La Novena continuó utilizándose pródigamente durante la segunda mitad del siglo XX. En 1974, la sección de la oda sirvió de base para el himno nacional de Rodesia. A los responsables del nuevo Estado, defensor del apartheid, no parecía incomodarles que, dos años antes, hubiese sido adoptada por el Consejo de Europa como himno europeo. Ni que después de la Segunda Guerra Mundial hubiese sido propuesta por Naciones Unidas como himno mundial. Esto no se consiguió, pero, desde 1985, la adaptación de Von Karajan es el himno oficial de la Unión Europea.
La pieza es también indispensable en grandes acontecimientos: no solo en conciertos de Año Nuevo en países como Japón, sino también en casi todas las ceremonias de apertura de los Juegos Olímpicos.
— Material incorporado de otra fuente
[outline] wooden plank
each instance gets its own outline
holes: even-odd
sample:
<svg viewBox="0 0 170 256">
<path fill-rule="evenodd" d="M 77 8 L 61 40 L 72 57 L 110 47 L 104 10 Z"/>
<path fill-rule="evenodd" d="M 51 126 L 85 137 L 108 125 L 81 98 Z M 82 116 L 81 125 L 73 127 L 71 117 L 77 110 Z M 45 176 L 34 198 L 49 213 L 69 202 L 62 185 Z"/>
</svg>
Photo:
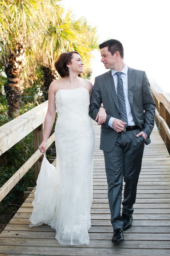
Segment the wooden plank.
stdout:
<svg viewBox="0 0 170 256">
<path fill-rule="evenodd" d="M 11 231 L 10 232 L 4 230 L 3 234 L 0 234 L 0 237 L 12 238 L 30 238 L 32 239 L 37 238 L 39 239 L 44 239 L 46 240 L 48 239 L 54 239 L 56 234 L 55 230 L 53 232 L 37 232 L 34 231 L 20 231 L 19 234 L 16 236 L 15 231 Z M 112 232 L 110 233 L 90 233 L 89 236 L 90 240 L 109 240 L 111 238 Z M 127 233 L 126 234 L 126 240 L 137 240 L 138 241 L 146 241 L 146 236 L 148 236 L 147 240 L 148 241 L 170 241 L 170 234 L 161 234 L 161 236 L 159 233 L 150 233 L 148 236 L 148 233 Z"/>
<path fill-rule="evenodd" d="M 121 249 L 122 244 L 121 245 L 113 245 L 112 247 L 110 248 L 74 248 L 74 250 L 71 248 L 61 248 L 56 247 L 38 247 L 37 246 L 31 247 L 22 246 L 21 248 L 18 246 L 9 246 L 3 245 L 1 247 L 1 254 L 5 254 L 6 255 L 10 254 L 11 255 L 17 255 L 17 256 L 20 255 L 70 255 L 70 256 L 99 256 L 105 255 L 113 255 L 113 249 L 114 249 L 114 253 L 116 255 L 118 254 L 122 256 L 123 255 L 148 255 L 148 250 L 147 249 Z M 161 255 L 163 256 L 169 255 L 169 252 L 167 249 L 150 249 L 149 255 L 153 256 Z M 13 253 L 15 253 L 15 254 Z M 121 253 L 121 254 L 120 254 Z"/>
<path fill-rule="evenodd" d="M 48 256 L 169 255 L 170 158 L 169 155 L 165 157 L 167 153 L 165 146 L 154 129 L 155 135 L 151 138 L 153 145 L 145 147 L 145 152 L 150 154 L 150 157 L 144 155 L 134 205 L 133 226 L 124 232 L 124 243 L 115 245 L 111 241 L 113 228 L 110 221 L 104 158 L 103 152 L 99 151 L 98 142 L 95 148 L 97 157 L 94 162 L 90 245 L 61 246 L 55 239 L 55 230 L 50 226 L 43 225 L 30 228 L 28 219 L 32 209 L 34 189 L 0 234 L 0 256 L 1 253 Z M 99 127 L 96 127 L 96 124 L 95 129 L 99 133 Z M 97 140 L 99 139 L 98 135 Z M 164 153 L 162 154 L 163 150 Z M 100 158 L 102 161 L 99 160 Z"/>
<path fill-rule="evenodd" d="M 126 238 L 126 236 L 128 236 L 128 235 L 125 234 L 124 237 L 125 239 Z M 110 234 L 110 237 L 108 239 L 103 240 L 100 239 L 100 242 L 99 243 L 98 240 L 90 240 L 90 244 L 89 245 L 83 245 L 81 246 L 81 248 L 113 248 L 114 245 L 111 243 L 111 239 L 112 236 Z M 53 239 L 46 239 L 41 238 L 39 239 L 35 238 L 34 239 L 30 239 L 27 238 L 15 238 L 14 239 L 11 239 L 10 238 L 0 237 L 0 245 L 3 246 L 5 245 L 6 246 L 12 246 L 20 247 L 21 244 L 23 244 L 24 245 L 27 245 L 27 247 L 31 247 L 37 246 L 38 245 L 39 247 L 50 247 L 50 248 L 59 248 L 61 247 L 62 249 L 63 248 L 63 246 L 59 244 L 58 243 L 57 241 L 55 239 L 55 236 L 54 234 Z M 119 245 L 120 247 L 120 245 Z M 78 247 L 80 247 L 79 246 Z M 150 241 L 149 243 L 146 243 L 145 241 L 139 241 L 138 240 L 137 240 L 131 241 L 130 240 L 126 239 L 125 242 L 123 243 L 121 245 L 121 248 L 129 248 L 131 249 L 132 247 L 133 249 L 139 249 L 142 248 L 143 249 L 170 249 L 170 243 L 167 242 L 167 241 L 164 241 L 162 240 L 161 241 Z M 64 246 L 65 248 L 69 248 L 69 247 L 67 246 Z M 21 251 L 21 248 L 20 250 Z M 21 253 L 21 251 L 20 253 Z"/>
<path fill-rule="evenodd" d="M 31 217 L 31 212 L 30 213 L 16 213 L 13 217 L 13 218 L 21 218 L 21 219 L 28 219 Z M 135 213 L 133 214 L 133 219 L 140 220 L 159 220 L 160 218 L 161 217 L 161 220 L 170 220 L 170 214 L 162 214 L 161 215 L 160 213 L 154 214 L 149 214 L 145 213 L 145 214 L 137 214 Z M 99 213 L 95 214 L 91 213 L 91 220 L 110 220 L 110 214 L 109 212 L 107 214 L 104 213 Z"/>
<path fill-rule="evenodd" d="M 91 220 L 92 226 L 110 226 L 111 225 L 110 218 L 108 220 Z M 27 218 L 12 218 L 9 222 L 9 224 L 27 224 L 29 225 L 30 222 Z M 169 226 L 169 220 L 134 220 L 133 221 L 133 226 Z"/>
<path fill-rule="evenodd" d="M 50 147 L 55 139 L 54 133 L 50 136 L 48 140 L 47 143 L 47 148 Z M 37 150 L 8 181 L 0 188 L 0 202 L 11 191 L 16 183 L 20 181 L 42 154 L 39 149 Z"/>
<path fill-rule="evenodd" d="M 0 155 L 44 123 L 47 110 L 48 101 L 0 127 Z"/>
</svg>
En los de 1956 y 1964 sonó como himno común para los equipos de las dos repúblicas alemanas.
El último movimiento, con la Oda a la alegría, lo retomaron novelistas como Anthony Burgess o cineastas como Stanley Kubrick, en su adaptación de la Naranja Mecánica, y el soviético Andrei Tarkovski en Nostalgia, para mostrar la violencia o la desesperanza humana.
Pero quizá el acontecimiento histórico más importante en la trayectoria de la Novena fue su interpretación en Berlín en la Navidad de 1989, pocas semanas después de la caída del muro. El concierto, dirigido por Leonard Bernstein, reunió a una orquesta con músicos de las dos Alemanias. Bernstein no pudo contener la emoción cuando el coro entonó la oda final, en la que la palabra Freude (“alegría”) se había sustituido por Freiheit (“libertad”). “Beethoven habría dado su bendición”, concluyó el director estadounidense.
En 2001, la partitura original de la sinfonía se inscribió en el Registro de la Memoria del Mundo de la UNESCO, donde forma parte, junto con otros sobresalientes monumentos, de la herencia espiritual de la humanidad.
La interpretación realizada a mediados de 2017 en la Plaza del Obradoiro de Santiago de Compostela, a cargo de la Orquesta Sinfónica de Galicia, bajo la batuta de Gustavo Dudamel, es una de las mejores versiones de directores contemporáneos.